Nunca ouvi falar nisso. Mas pesquisando aqui, achei que as areias de Bombinhas sao compostas majoritariamente por cristais de quartzo SiO2 (bem, que eu saiba toda areia tem isso). Talvez haja uma concentração maior?


----------



## Ice Climber (Feb 7, 2006)

Positronn said:


> Espetacular thread. Fazem mais de 20 anos que não vou, era criança ainda na última ida. Me lembro só de ter muitas estradas de terra, umas áreas pouco ocupadas. As excelentes fotos comprovam que isso mudou radicalmente. Deu até vontade de voltar muito em breve.

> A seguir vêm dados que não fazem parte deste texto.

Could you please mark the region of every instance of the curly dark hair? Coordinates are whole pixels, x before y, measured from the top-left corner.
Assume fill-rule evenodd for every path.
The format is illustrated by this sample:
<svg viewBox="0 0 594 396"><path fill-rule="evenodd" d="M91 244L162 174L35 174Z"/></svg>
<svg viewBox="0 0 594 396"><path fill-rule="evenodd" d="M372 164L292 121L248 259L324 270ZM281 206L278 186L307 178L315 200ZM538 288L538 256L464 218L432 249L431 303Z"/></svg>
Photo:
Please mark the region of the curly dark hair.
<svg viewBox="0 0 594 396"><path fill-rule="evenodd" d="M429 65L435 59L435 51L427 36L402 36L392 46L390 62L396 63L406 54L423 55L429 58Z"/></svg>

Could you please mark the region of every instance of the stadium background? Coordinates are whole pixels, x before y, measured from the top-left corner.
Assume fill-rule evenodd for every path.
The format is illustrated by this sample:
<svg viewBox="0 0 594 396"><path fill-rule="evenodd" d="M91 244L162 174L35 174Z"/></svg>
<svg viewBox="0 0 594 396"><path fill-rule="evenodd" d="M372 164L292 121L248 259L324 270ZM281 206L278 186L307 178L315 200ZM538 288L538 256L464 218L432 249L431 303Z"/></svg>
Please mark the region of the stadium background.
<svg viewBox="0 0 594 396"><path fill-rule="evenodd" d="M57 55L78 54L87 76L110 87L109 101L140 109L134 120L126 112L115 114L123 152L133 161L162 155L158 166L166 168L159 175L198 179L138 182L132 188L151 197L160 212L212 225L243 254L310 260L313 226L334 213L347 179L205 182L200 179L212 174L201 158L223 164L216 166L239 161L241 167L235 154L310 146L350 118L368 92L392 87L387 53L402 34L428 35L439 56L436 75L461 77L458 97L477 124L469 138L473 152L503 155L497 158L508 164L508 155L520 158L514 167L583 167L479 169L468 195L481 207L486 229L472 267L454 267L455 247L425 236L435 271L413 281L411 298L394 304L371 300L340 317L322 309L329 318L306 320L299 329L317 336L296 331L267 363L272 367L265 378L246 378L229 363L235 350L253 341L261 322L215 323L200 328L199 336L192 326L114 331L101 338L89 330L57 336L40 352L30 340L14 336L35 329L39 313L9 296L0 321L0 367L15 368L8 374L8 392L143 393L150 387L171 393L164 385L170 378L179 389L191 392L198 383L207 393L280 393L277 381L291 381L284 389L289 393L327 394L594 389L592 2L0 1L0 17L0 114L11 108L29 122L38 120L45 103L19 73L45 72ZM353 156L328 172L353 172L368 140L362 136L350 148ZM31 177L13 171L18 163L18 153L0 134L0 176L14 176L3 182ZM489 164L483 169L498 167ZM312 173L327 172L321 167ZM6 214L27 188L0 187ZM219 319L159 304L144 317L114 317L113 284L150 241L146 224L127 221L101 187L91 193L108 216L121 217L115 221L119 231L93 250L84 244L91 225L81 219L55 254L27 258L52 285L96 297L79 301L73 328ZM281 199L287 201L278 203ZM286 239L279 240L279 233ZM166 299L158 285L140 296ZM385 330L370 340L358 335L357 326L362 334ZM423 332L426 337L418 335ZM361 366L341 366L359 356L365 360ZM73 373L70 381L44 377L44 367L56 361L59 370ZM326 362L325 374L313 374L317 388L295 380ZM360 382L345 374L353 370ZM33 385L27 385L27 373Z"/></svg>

Imagino o quanto a cidade mudou em 20 anos. Fazia 10 que eu não ia a Bombinhas e achei radical a mudança!

Volte em breve, Positronn. Abraços!


----------



## Ice Climber (Feb 7, 2006)

Geoce said:


> Verdade, Ice. É um dos balneários mais família de todo o estados. Com certeza. E acho que isso se deve principalmente às águas tranquilas na maior parte das praias. Eu curto esse clima. É gostoso. Se bem que no fim das contas acabo curtindo mais o Mariscal (jovem e com mar mais revolto).
> 
> Ah, esqueci de comentar como a passarela da praia do Ribeiro ficou bonita.


Então minha impressão estava correta. Mariscal realmnete voce ve predomínio de jovens na areia, enquanto nas praias centrais, mais famílias.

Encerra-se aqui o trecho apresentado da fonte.